An Analysis of Literary Text: The Zen Ten Ox-Herding Pictures

2006 
This paper aims to analyze the renown Ten Ox-Herding Pictures as a literary text in order to provide a thought-provoking link between traditional Zen thought and literary texts with spiritual and psycho-therapeutic ideas. The Zen Ten Ox-Herding Pictures originated in 12(superscript th) century China as an allegorical illustration of man's quest for enlightenment or his true nature. The ten stages of Ox-Herding Pictures are depicted below: 1. Seeking the ox; 2. Finding the tracks; 3. Seeing the ox; 4. Catching the ox; 5. Taming the ox; 6. Riding the ox home; 7. Ox forgotten, self alone; 8. Both ox and self forgotten; 9. Returning to the source; and 10. Entering the marketplace with helping hands.
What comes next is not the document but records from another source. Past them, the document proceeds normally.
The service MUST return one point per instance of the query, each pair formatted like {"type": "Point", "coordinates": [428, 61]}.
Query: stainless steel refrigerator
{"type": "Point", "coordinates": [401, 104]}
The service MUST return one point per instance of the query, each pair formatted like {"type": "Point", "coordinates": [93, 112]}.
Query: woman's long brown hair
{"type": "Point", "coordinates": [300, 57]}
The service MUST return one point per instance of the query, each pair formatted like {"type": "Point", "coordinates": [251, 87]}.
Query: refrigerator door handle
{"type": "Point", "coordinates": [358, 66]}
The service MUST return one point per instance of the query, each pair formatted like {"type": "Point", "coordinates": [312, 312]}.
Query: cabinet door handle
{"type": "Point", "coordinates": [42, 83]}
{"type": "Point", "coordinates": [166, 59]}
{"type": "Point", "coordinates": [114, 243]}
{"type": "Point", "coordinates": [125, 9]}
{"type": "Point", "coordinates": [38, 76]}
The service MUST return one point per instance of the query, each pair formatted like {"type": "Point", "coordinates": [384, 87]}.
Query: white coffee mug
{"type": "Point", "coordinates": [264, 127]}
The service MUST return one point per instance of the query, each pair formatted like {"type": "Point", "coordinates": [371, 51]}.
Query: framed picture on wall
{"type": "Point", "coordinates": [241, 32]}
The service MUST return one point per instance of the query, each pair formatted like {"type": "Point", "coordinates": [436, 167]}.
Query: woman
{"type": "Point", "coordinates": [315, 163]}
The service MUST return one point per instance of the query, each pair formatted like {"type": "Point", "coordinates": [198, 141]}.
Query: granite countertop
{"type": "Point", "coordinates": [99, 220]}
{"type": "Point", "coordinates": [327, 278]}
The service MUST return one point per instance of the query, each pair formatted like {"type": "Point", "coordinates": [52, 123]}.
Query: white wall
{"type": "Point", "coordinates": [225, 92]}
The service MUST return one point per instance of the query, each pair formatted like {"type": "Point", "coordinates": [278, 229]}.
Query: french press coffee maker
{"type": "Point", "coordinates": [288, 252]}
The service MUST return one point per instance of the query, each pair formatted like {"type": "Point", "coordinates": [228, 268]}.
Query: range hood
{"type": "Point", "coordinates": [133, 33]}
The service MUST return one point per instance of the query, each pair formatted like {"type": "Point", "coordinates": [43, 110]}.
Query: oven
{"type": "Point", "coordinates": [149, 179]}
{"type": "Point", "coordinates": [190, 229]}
In the Ten Ox-Herding Pictures an ox herd and an ox are depicted. In the pictures the ox represents Buddhist nature or one's true self, the essential self which we are seeking. The ox herd represents humanity, symbolizing the self of the phenomenal world that wants very much to grasp the essential self. The ox herd (the self of the phenomenal world) is, in fact, always seeking something like human self-questing. The paths of the ox herd's seeking self depicted by the ten pictures are perhaps analogous to the levels of spiritual development also described by Christian mystics. Furthermore, applying the Ten Ox-Herding Pictures to the interpretation of literary texts is feasible. So this paper also suggests that the mental processes and spiritual journeys of self-questing for enlightenment in Chuang Tsu's I Dreamt I was a Butterfly, William Wordsworth's The Prelude, and Henry David Thoreau's Walden can be illustrated and explored well by the Ten Ox-Herding Pictures.